Isla’s future is very much in the balance. The media reports that Juventus want to keep him for next season, renewing the co-ownership agreement, but unless there’s some kind of concerted effort to give him playing time, again, regardless of his level of performance, it seems pointless both for the club and player. A return to Udinese might be a step back in terms of Isla’s career, but could go a long way towards re-establishing himself as one of the most technically gifted fullbacks in the world.
A Tale of Two Transfers: From Udinese to Juventus, with Different Results
Asamoah and Isla arrived at Juventus for nearly the same price, both on co-ownership models, but the two have endured very different maiden seasons at the club. Asamoah has staked his claim as a wingback despite his background as a central midfield, but Isla has not been able to get any time as a right wingback. After an explosive start to the season, Asamoah’s performances have calmed down somewhat, whereas for Mauricio Isla, there’s nowhere else to go other than up.

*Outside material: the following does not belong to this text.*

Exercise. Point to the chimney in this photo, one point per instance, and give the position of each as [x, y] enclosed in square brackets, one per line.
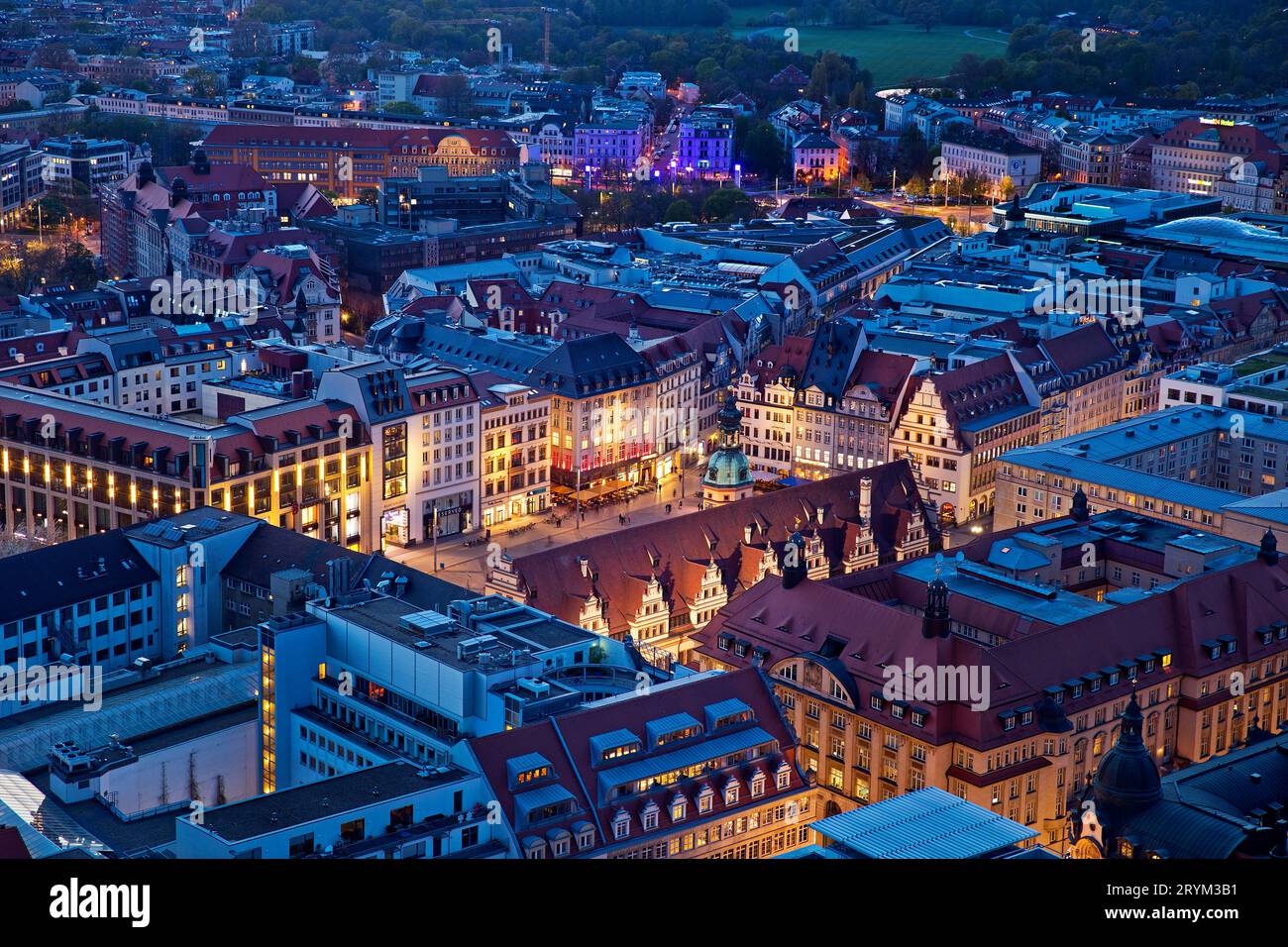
[336, 579]
[301, 382]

It’ll be a big summer for both as their two parent Bianconeri clubs meet to discuss their futures. Juventus will undoubtedly try and sign Asamoah in full, whereas a renewal of the co-ownership deal for Isla seems the most likely, with neither club particularly interested in buying him outright. The chief question for Juventus should be whether Marotta and Conte intend Isla to be a long-term replacement for Lichtsteiner, or simply a gamble that didn’t work out.